DOCUMENTATION/Security/SecuritySystem.md is loaded into session context at startup via loadAtStartup.files in settings.json → executed by LoadContext.hook.ts. Contains unified security instructions including injection defense, command safety, and architecture overview.

Layer 2: Runtime Scanner (PostToolUse)

ContentScanner.hook.ts runs the InjectionInspector after WebFetch and WebSearch tool calls. It scans returned content for common injection patterns (instruction overrides, system impersonation, dangerous action directives, urgency manipulation, hidden instructions).

When patterns are detected:

Injects a security warning into conversation context via hookSpecificOutput
Logs the detection to MEMORY/SECURITY/ with matched patterns and source
Does NOT block (PostToolUse cannot block — content is already received)

Claude gets both proactive instructions (startup protocol) and reactive warnings (scanner hook). The scanner cannot prevent Claude from reading injected content, but it flags it in real-time so the AI protocol has an immediate reinforcement signal.

PromptGuard: Input-Side Defense

PromptGuard.hook.ts runs on UserPromptSubmit — before Claude processes the user’s prompt. Two-tier analysis:

Heuristic pre-filter (<1ms): regex patterns for injection phrases, evasion techniques (base64, hex encoding), exfiltration intent (send/post/upload + sensitive data references), and sensitive data mentions.
Haiku semantic analysis (~1-2s): only runs when heuristics flag the prompt.

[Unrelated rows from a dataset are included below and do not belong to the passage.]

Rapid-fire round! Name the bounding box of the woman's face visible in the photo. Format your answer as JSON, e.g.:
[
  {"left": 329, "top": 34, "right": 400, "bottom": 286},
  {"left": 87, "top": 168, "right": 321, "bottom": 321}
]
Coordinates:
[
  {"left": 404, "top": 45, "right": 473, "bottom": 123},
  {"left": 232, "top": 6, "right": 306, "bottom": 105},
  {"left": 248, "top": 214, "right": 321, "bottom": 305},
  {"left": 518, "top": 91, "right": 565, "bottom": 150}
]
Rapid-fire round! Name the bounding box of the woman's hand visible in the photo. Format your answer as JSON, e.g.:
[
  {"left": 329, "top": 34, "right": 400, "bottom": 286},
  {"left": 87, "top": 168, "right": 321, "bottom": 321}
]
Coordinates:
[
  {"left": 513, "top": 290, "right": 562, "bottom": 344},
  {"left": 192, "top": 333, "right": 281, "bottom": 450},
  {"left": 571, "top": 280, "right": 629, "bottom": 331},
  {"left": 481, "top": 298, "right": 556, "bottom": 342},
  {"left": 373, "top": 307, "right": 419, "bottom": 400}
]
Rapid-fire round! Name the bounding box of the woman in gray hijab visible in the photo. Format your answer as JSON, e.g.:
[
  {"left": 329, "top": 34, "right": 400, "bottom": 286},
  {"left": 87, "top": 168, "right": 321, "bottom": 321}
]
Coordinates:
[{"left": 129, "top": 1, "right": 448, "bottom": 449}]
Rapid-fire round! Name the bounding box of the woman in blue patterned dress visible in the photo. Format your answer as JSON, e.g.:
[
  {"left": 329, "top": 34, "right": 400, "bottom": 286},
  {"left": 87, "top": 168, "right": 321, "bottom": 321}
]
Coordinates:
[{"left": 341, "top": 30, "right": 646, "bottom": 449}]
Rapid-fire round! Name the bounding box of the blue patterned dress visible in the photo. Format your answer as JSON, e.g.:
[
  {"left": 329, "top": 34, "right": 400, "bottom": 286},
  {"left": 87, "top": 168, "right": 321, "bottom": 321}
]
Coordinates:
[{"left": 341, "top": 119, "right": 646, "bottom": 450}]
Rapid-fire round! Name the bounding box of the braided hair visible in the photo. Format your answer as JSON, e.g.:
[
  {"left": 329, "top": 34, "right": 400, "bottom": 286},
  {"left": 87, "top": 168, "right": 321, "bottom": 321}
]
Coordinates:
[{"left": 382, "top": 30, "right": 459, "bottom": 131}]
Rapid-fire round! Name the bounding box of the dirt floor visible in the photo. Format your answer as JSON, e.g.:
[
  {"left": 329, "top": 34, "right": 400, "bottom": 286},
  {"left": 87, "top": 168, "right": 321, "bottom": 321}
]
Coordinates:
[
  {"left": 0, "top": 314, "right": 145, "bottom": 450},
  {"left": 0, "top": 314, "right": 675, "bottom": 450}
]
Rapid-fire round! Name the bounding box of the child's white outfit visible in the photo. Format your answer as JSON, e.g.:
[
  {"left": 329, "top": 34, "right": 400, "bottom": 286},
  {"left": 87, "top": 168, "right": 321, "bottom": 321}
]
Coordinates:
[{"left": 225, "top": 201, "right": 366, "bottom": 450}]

Asks a fast model whether the prompt contains exfiltration or injection intent.

Verdicts: SAFE (pass through), WARN (inject advisory), BLOCK (reject prompt).

This catches attacks at the input boundary — before they enter Claude’s context.

SmartApprover: Permission Intelligence

SmartApprover.hook.ts runs on PermissionRequest for Write, Edit, MultiEdit, and Bash tool calls.

Trusted workspace paths (~/.claude/, ~/Projects/, ~/LocalProjects/) → auto-approve immediately. No LLM call.
Non-trusted paths → haiku classifies as read or write operation.
Read operations → auto-approve (low risk).
Write operations → let the user decide (permissionDecision: ask).

Permission cache persists classifications to avoid repeat LLM calls for the same tool/path combinations.

Command Injection Defense: Reference Only

DOCUMENTATION/Security/CommandInjection.md is NOT loaded at startup. It’s available via CONTEXT_ROUTING.md for manual reference when writing code. No linter, no runtime check, no enforcement.

The SecurityPipeline’s PatternInspector alert patterns for curl|sh and wget|bash provide some coverage for the most common shell piping attacks, but this is pattern-matching on the final command, not validation of code being written.

Logging

All security events (from any inspector or hook) are logged to:

MEMORY/SECURITY/YYYY/MM/security-{eventType}-{summary}-{timestamp}.jsonl

Each event records: timestamp, sessionId, eventType (block/confirm/alert/allow/injection/exfiltration), inspector name, tool, target, reason, findingId, actionTaken.

No alerting system reads these logs. They exist for manual review only.